また、新型コロナの感染者数も増えています。
「極暑バテ」チェックリスト。これは病気です
「バテとは、何かの原因によってカラダが疲れすぎてしまい、その原因に対抗するエネルギーが不足してしまった状態です。バテは病名ではありませんが、確かに症状が存在する『病態』なのです」(谷口先生)つまり「ただの夏バテ」とナメてはダメで、「病気」と考えるべきなんですね。
============
<極暑バテのチェックリスト>
以下のうち3つ以上当てはまれば、極暑バテの可能性があるそうです。
□ 何ごとをするにも面倒に感じる
□ よく寝たはずなのに昼間でも眠い
□ 空腹感、食欲がない
□ 物事に集中できていないと感じる
□ 朝起きたときにも疲れがたまっている
□ 電車やバスなどですぐにでも座りたい
□ 肩や首筋のこりや目の疲れを感じる
□ 栄養ドリンクやサプリをとる機会が増えた
□ 便秘などお腹の調子が悪い
□ 立ちくらみを感じることが増えた
============
筆者は5つ当てはまりました、これはマズい……。
なぜ暑すぎると免疫力が下がるの?
でも「極暑バテ」で免疫力が低下するというのは、どういうメカニズムなのでしょうか? 以下は谷口先生の解説です。猛暑や屋外と室内の温度差などのせいで、体温をコントロールしている自律神経が疲弊して、ホルモンバランスも崩れてしまいます。さらに、猛暑が続くと交感神経が優位になり、アドレナリンなど抗ストレスホルモンが働き続け、疲労が蓄積します。
また、交感神経が優位だと、胃腸の働きも弱まって、体力も弱まります。
これらが相まって、免疫力を低下させるのです。

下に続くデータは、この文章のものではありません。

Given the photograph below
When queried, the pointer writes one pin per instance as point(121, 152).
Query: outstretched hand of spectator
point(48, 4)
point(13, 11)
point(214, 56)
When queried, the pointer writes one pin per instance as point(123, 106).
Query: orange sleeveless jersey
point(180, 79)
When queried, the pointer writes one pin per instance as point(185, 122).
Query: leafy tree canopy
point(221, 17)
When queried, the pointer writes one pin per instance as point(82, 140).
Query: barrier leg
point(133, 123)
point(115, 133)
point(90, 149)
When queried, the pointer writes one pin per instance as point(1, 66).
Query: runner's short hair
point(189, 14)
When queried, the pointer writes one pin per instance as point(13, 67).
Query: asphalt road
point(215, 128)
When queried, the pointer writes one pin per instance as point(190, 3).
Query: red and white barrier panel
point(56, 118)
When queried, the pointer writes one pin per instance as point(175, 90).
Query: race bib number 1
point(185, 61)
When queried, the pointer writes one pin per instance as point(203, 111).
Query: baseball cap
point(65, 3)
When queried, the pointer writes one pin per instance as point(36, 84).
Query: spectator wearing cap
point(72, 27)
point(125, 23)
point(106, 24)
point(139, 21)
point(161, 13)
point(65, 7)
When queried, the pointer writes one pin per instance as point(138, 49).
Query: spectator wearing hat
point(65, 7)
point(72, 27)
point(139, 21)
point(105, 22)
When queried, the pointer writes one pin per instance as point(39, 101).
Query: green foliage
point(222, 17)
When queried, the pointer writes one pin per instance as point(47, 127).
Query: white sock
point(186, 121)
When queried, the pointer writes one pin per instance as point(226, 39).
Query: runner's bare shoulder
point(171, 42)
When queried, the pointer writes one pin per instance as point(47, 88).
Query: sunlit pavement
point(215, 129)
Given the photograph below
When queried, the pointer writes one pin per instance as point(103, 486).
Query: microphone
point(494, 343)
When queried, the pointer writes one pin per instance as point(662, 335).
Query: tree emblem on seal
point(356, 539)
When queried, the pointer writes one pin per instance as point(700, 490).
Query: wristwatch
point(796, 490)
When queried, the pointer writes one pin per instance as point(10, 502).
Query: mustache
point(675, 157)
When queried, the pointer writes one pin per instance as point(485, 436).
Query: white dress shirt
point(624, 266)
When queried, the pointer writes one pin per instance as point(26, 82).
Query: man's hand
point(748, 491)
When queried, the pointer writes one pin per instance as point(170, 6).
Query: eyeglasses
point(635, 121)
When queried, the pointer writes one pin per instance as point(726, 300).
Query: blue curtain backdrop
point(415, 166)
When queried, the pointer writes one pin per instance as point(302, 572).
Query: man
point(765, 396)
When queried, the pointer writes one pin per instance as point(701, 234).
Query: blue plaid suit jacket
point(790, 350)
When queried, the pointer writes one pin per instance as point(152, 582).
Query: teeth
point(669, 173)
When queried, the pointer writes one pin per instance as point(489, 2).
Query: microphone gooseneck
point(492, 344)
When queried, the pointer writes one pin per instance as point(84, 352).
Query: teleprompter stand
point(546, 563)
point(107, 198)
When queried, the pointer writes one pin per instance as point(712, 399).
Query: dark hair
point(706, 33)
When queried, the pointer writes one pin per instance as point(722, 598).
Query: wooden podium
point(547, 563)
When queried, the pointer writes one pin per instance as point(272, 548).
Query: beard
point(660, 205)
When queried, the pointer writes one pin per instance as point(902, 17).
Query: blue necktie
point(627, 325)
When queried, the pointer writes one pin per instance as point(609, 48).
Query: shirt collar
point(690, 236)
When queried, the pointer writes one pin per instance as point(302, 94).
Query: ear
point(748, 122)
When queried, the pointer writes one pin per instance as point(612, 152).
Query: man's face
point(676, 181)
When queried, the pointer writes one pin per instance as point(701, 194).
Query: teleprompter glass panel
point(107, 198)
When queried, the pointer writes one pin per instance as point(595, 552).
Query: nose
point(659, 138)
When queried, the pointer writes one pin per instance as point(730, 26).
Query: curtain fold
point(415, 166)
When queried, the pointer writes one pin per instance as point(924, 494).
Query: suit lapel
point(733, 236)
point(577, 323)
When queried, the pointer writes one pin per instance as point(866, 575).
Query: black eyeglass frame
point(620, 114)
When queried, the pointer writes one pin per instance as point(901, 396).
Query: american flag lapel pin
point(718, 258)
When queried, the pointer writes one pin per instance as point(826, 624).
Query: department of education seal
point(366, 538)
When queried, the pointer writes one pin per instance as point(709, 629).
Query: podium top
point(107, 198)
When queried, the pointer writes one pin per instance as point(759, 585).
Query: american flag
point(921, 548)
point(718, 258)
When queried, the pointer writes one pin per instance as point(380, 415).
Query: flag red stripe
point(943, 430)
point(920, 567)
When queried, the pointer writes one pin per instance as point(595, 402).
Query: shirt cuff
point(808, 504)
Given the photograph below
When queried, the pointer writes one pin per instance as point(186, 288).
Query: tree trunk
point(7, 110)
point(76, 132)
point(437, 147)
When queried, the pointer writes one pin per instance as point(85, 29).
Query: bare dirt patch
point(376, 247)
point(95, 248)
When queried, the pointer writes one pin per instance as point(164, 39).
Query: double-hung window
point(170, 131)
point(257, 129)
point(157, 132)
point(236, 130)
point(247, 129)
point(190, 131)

暑熱環境では免疫力が低下することが、動物実験などでも明らかになっているそうです。
極暑バテに負けないために、今すべきこと
では、極暑バテに負けない、免疫力を低下させないカラダづくりには、何をしたらよいのでしょうか?
<極暑バテに負けないカラダづくり>
1.ヨーグルトなど発酵食品を摂る(腸内環境を整える)
2.体力消耗の予防(とにかく休もう)
3.白湯を飲む(朝、口をすすいでから)
4.規則正しい生活(朝、日光を浴びる)
5.軽い運動(ストレッチやスクワットなど)
============

「腸には7割の免疫細胞が集まっているとされます。特に小腸のパイエル板という場所では、食べ物から入ってきたウイルスや細菌などを排除する免疫システムが整っています。
そして、発酵食品に含まれる乳酸菌は、パイエル板で免疫細胞を刺激して免疫システムを活性化することがわかっています。例えばヨーグルトは夏に食べやすく、タンパク質が豊富で栄養補給にも最適です」(谷口先生)
体力や免疫力を回復するのには、時間がかかります。今のうちからカラダづくりをして、秋冬にやってくる感染症の本格シーズンにそなえましょう。